Facing criticism, Trump says he won't ban birth control

Facing criticism, Trump says he won't ban birth control

WASHINGTON (Reuters) – Donald Trump said on Tuesday he does not support a ban on birth control, after coming under fire for comments he made earlier in the day that political opponents said suggested he would consider restricting contraceptives.

“I HAVE NEVER, AND WILL NEVER ADVOCATE IMPOSING RESTRICTIONS ON BIRTH CONTROL,” the Republican presidential candidate said on his social media site, Truth Social.

Earlier on Tuesday, he was asked in an interview with KDKA News in Pittsburgh if he supported any restrictions on the right of people to use contraception.

“We’re looking at that,” he responded, “and I’m going to have a policy on that very shortly, and I think it’s something that you’ll find interesting.”

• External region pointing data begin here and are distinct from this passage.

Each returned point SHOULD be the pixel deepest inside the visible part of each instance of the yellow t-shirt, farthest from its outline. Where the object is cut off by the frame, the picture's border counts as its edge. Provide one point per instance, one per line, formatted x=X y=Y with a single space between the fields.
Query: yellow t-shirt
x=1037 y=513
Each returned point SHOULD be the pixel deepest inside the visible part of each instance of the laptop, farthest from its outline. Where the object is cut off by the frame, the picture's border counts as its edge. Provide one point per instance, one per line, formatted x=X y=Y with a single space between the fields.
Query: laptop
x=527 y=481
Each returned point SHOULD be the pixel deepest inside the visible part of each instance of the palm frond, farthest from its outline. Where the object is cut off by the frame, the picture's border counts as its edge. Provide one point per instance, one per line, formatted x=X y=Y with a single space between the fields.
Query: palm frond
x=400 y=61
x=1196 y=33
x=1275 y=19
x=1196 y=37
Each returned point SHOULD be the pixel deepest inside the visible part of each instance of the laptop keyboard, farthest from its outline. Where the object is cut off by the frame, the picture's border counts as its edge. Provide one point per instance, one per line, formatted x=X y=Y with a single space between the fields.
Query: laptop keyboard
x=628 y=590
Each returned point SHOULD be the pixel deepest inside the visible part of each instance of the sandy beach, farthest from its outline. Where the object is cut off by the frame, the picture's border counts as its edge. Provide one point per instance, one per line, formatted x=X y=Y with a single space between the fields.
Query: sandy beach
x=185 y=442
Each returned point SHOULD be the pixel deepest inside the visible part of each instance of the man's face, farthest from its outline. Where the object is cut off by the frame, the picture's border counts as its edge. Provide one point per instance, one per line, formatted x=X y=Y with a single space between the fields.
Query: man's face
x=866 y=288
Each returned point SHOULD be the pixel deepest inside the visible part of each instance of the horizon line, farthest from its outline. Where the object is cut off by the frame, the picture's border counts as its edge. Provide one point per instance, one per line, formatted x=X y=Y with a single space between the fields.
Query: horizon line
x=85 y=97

Asked if that included the so-called morning-after pill, Trump said, “Things really do have a lot to do with the states, and some states are going to have different policy than others.”

The fight over reproductive rights is a flashpoint in the 2024 presidential race. Opinion polls show most Americans don’t favor strict limits on those rights, and Democrats are hoping the issue will encourage millions of women and independents to vote their way. 

Democrat Joe Biden’s campaign swiftly posted Trump’s response on social media platform X, contending that Trump had said he would restrict the pill’s use.

Trump, in his social media response, said Democrats were lying about his stance.

Trump was not asked about limits on the abortion drug mifepristone, which is used as part of a two-drug regimen to end pregnancies and not as a contraceptive.

Trump has promised for weeks to release a policy about mifepristone with regard to its use in states that restrict surgical abortions. Medication abortion has become the most common method of ending pregnancies, now accounting for more than 60% of U.S. abortions.

The U.S. Supreme Court is expected to rule by late June on a challenge to the Food and Drug Administration’s regulations that allow for medication abortions at up to 10 weeks of pregnancy instead of seven, and for mail delivery of the drug used to end pregnancies without a woman first seeing a clinician in-person.

The former president has frequently clashed with his party on issues of reproductive rights. Last year, when states such as Florida passed a highly restrictive six-week ban, Trump said it was “too harsh” and would damage Republicans politically.

When the Alabama Supreme Court ruled in February that frozen embryos should be considered children, Trump urged the state to pass legislation to protect in-vitro fertilization treatments.

Under pressure from anti-abortion groups during the Republican primary earlier this year, Trump made suggestions about supporting a 15-week federal ban. But ultimately, he rejected the idea, saying the matter should be remain with individual states, disappointing some conservative activists.

In the KDKA interview on Tuesday, Trump declined to say he would veto a bill that included a 15-week national ban. “I don’t think there would be any reason for it,” he said.

© Reuters. U.S. President Donald Trump addresses the annual March for Life rally, taking place on the National Mall, from the White House Rose Garden in Washington, U.S., January 19, 2018. REUTERS/Carlos Barria/ File Photo

Trump has said he supports exceptions to any ban in cases of rape and incest and to protect the life of the mother.

In a recent interview in Time magazine, he suggested states would be free to regulate abortion as they see fit, including potentially the monitoring of pregnancies to ensure compliance with any ban.